成玄英為唐代重玄派的代表人物,他註解《老子》,上承魏晉玄學之餘緒,汲取佛教中觀哲學,結合道教傳統的養生思想,援《莊》釋《老》,重在闡明其重玄之道。他對《老子》中的“玄”、“又玄”、“道”、“動靜”等哲學範疇作了獨具特色的解釋。 他認為“玄”是深遠之義,也是不滯之名,深遠的玄,理歸於無滯,既不滯有,也不滯無,故稱為“玄”。
所謂不滯,即不執著有無,亦即“非有非無”。這是成氏受佛教中道觀影響,採取 否定式思維,從對“有無”的否證來闡釋“玄”。這種解釋對此後的道教老學影響較大, 如杜光庭《道德真經廣聖義》即采此義:“玄,深妙也,亦不滯也。”何謂“又玄”(即重玄)?成玄英解釋說:先說玄以遣有欲之人的執著有無,又恐學者執著此“玄”, 今說又玄,更祛後病。
從而非但不執有無,也不執著於“非有非無”,這就是遣之又遣,故稱玄之又玄。 這就是說,玄雖然否定了有無,但還不能執著這個“玄”,還必須繼續否定,才能彰明重玄之理。如果說“玄”是非有非無,那么重玄就是非“非有非無”,經過這樣雙遣雙 非的雙重否定,才得“重玄之道”。
這種方法也適用於修道。成玄英主張用此非有非無之行,不常不斷之心為修道之要術,可以契真。他所要修的“道”是什麼呢?他說:道以虛通為義,妙絕分別,在假不假,居真不真。他講的“虛通”融合了道家的傳統解釋和佛教的空觀。
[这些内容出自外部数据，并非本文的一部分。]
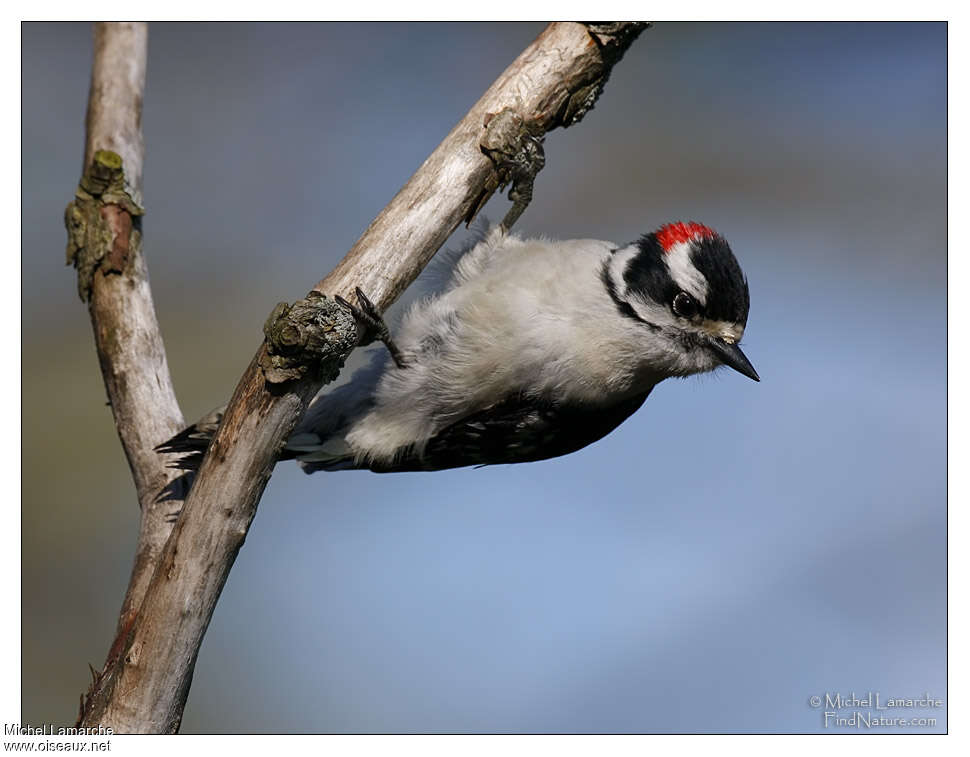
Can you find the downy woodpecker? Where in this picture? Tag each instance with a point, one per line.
(534, 349)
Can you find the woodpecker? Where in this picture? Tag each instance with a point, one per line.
(534, 349)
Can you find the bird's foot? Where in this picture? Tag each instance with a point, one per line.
(371, 326)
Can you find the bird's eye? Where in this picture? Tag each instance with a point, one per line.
(684, 305)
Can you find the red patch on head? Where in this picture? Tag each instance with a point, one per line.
(675, 233)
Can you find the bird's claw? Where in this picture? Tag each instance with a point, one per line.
(371, 325)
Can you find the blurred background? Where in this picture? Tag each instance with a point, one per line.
(791, 538)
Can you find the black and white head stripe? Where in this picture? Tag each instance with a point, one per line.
(685, 257)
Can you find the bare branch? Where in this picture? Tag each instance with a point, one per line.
(104, 242)
(552, 83)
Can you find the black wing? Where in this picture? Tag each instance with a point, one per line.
(517, 430)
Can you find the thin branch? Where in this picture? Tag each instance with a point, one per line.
(104, 242)
(552, 83)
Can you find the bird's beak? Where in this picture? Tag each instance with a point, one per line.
(732, 357)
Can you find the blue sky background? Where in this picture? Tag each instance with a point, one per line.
(733, 549)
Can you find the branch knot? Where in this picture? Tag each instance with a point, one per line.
(314, 335)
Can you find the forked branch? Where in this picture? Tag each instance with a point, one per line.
(554, 82)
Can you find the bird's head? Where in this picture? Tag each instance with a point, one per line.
(684, 286)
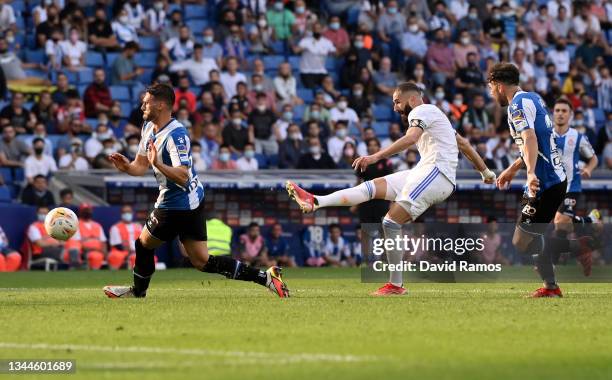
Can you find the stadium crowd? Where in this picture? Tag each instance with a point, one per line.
(282, 83)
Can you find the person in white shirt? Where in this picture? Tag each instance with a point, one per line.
(38, 162)
(343, 112)
(335, 144)
(135, 13)
(230, 78)
(248, 162)
(74, 160)
(155, 18)
(314, 52)
(413, 191)
(286, 86)
(73, 51)
(198, 67)
(123, 30)
(179, 49)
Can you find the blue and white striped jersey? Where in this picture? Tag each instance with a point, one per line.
(173, 149)
(572, 146)
(528, 111)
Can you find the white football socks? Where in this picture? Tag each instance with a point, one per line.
(348, 197)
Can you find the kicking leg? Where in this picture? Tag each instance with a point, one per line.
(197, 251)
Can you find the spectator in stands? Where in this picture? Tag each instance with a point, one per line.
(291, 148)
(440, 59)
(386, 81)
(10, 259)
(97, 97)
(260, 122)
(198, 67)
(124, 31)
(212, 49)
(224, 160)
(12, 151)
(38, 162)
(37, 193)
(278, 248)
(231, 77)
(154, 20)
(337, 35)
(315, 158)
(314, 52)
(281, 20)
(253, 248)
(122, 236)
(248, 162)
(336, 143)
(67, 200)
(124, 70)
(73, 51)
(342, 112)
(74, 160)
(41, 244)
(100, 32)
(40, 131)
(179, 49)
(285, 86)
(17, 115)
(93, 240)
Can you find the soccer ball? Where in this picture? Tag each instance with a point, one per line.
(61, 223)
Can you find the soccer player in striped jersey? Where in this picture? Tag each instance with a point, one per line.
(532, 130)
(430, 182)
(179, 210)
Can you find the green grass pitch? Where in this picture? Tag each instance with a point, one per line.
(197, 326)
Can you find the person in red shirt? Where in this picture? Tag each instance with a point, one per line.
(183, 95)
(97, 97)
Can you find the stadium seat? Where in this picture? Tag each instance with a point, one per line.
(195, 12)
(86, 76)
(306, 95)
(94, 59)
(5, 194)
(148, 43)
(381, 112)
(35, 56)
(121, 93)
(197, 26)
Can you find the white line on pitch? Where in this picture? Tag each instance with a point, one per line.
(276, 357)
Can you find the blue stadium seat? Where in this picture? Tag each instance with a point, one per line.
(121, 93)
(86, 76)
(306, 95)
(195, 12)
(148, 43)
(94, 59)
(35, 56)
(381, 112)
(7, 175)
(197, 26)
(5, 194)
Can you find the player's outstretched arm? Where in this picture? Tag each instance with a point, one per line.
(136, 168)
(401, 144)
(466, 148)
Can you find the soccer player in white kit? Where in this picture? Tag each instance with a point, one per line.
(430, 182)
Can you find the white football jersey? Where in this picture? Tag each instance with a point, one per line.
(438, 144)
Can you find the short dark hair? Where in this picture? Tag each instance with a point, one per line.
(162, 92)
(408, 87)
(504, 73)
(564, 100)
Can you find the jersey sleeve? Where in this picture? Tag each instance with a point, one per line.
(178, 148)
(585, 148)
(522, 114)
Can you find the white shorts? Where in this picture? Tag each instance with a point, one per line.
(418, 189)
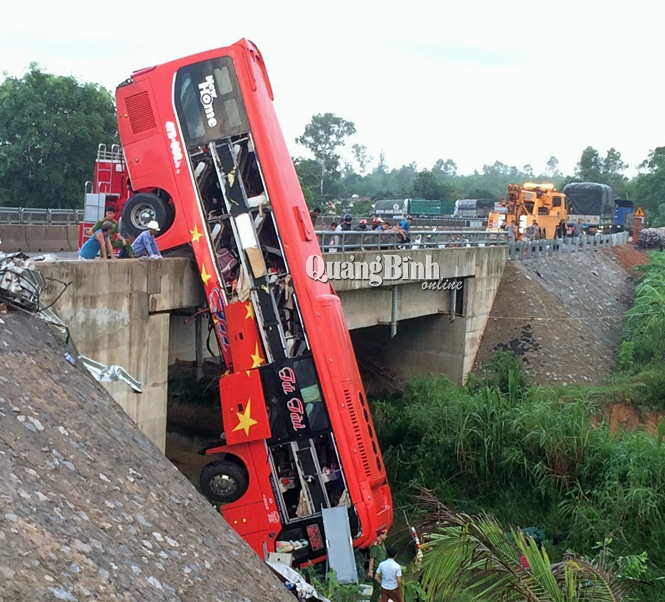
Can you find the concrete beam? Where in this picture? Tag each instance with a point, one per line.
(118, 313)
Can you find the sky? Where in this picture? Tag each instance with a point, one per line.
(475, 82)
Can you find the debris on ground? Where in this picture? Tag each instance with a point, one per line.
(652, 238)
(21, 286)
(629, 257)
(20, 283)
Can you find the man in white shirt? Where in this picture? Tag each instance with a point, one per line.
(389, 575)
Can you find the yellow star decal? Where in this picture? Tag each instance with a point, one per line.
(195, 233)
(245, 421)
(257, 360)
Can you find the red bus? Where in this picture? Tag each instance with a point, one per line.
(207, 159)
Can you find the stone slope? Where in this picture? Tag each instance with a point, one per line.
(89, 507)
(563, 316)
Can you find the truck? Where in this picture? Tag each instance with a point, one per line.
(623, 215)
(591, 202)
(473, 208)
(531, 203)
(297, 464)
(419, 208)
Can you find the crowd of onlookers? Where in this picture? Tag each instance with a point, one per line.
(105, 239)
(400, 231)
(533, 232)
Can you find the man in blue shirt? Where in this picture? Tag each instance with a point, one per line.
(405, 224)
(145, 244)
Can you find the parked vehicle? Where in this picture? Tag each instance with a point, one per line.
(473, 208)
(623, 214)
(532, 203)
(418, 208)
(591, 202)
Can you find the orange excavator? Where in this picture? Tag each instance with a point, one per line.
(538, 204)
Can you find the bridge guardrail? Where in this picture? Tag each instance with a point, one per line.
(41, 217)
(369, 240)
(521, 250)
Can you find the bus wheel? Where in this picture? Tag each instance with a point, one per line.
(141, 209)
(223, 481)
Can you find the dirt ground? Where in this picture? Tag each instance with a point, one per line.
(629, 257)
(563, 316)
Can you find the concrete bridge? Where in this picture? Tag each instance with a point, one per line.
(132, 313)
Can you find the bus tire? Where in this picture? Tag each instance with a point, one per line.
(223, 481)
(142, 208)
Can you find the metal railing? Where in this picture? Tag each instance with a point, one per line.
(357, 240)
(522, 250)
(41, 217)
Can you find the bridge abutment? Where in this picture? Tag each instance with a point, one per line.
(120, 312)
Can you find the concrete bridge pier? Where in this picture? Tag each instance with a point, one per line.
(439, 330)
(119, 312)
(130, 313)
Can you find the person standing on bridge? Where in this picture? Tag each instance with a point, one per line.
(511, 231)
(145, 244)
(99, 242)
(120, 242)
(405, 225)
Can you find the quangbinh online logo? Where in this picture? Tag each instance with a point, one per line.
(383, 268)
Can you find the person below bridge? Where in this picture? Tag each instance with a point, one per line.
(145, 244)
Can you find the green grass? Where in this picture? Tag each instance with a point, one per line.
(533, 456)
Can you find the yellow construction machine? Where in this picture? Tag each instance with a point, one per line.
(539, 204)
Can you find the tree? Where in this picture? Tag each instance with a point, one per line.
(552, 168)
(613, 164)
(475, 555)
(648, 188)
(308, 174)
(590, 166)
(323, 136)
(446, 168)
(613, 168)
(425, 185)
(362, 157)
(382, 167)
(50, 127)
正因為道自性虛通,故能涵蓋一切,作為宇宙萬物之源。所以他認為至道虛玄,通生萬物。但進一步他又以雙遣雙非的方法否定道的生成性:雖復能生萬物,實無物之可 生;故即生而不有,有即有而不有,生亦不生而生,此遣道生也。從空間上說,至道之為物,雖有不有,雖無不無,有無不定,故為恍惚。從時間上說,時乃有古有今,而道竟無來無去。由此證明道具有的超越時空性。他還認為,至道虛寂,妙絕名言;道無稱謂,降跡立名,意在引物向方,歸根返本。可見,他用否證法賦予“道”虛通空靈的內涵,使之與雙遣雙非的“重玄”相契合印證,從而描繪出其理想的重玄境界。 在論及“動靜”時,成玄英認為:雖復安靜,即靜而動; 雖復應動,即動而靜。動靜不殊,動靜一源。這實際上是繼承了僧肇的《物不遷論》 的思想。他雖主張動靜不二,但更偏向於即動求靜一面,特別是在談到修道時,強調修 行者動中求靜,以靜制動。這與唐代茅山宗學者吳筠的守靜去躁思想一致。他還特別闡 述了重玄三一之說,結論是:不一而一,散一為三;不三而三,混三歸一。他說的不一 不三仍是雙非雙遣的否定法,三一的內涵則是講精神氣、夷希微的同一性與可分性。三一也是種修道的方法,他認為修道之初,先須拘魂制魄,次須守三一之神,虛夷凝靜,令不離散。
深遠影響
上述為成玄英解老的主要範疇,他從本體論高度出發,最終落實到修道,以解決人的生命存在問題,說到底仍是一種人生哲學,從中並可看出他的人生哲學有兩條主線: 一是對生死的參悟,一是從心性的內在途徑實現人生價值。他因受佛教影響,其生死觀 與道教傳統的神仙長生說相逕庭,主張不生不死,生死混一。而要入於不生不滅之境, 實現人生的這一最高價值,就須從心性入手,做到不起妄心,復歸真性,這與傳統道教 重視鍊形也不同。他在注釋《老子》時闡發的心性論融合了儒、釋、道三教的思想成分, 較成系統,對以後宋代理學家大講心性有一定影響。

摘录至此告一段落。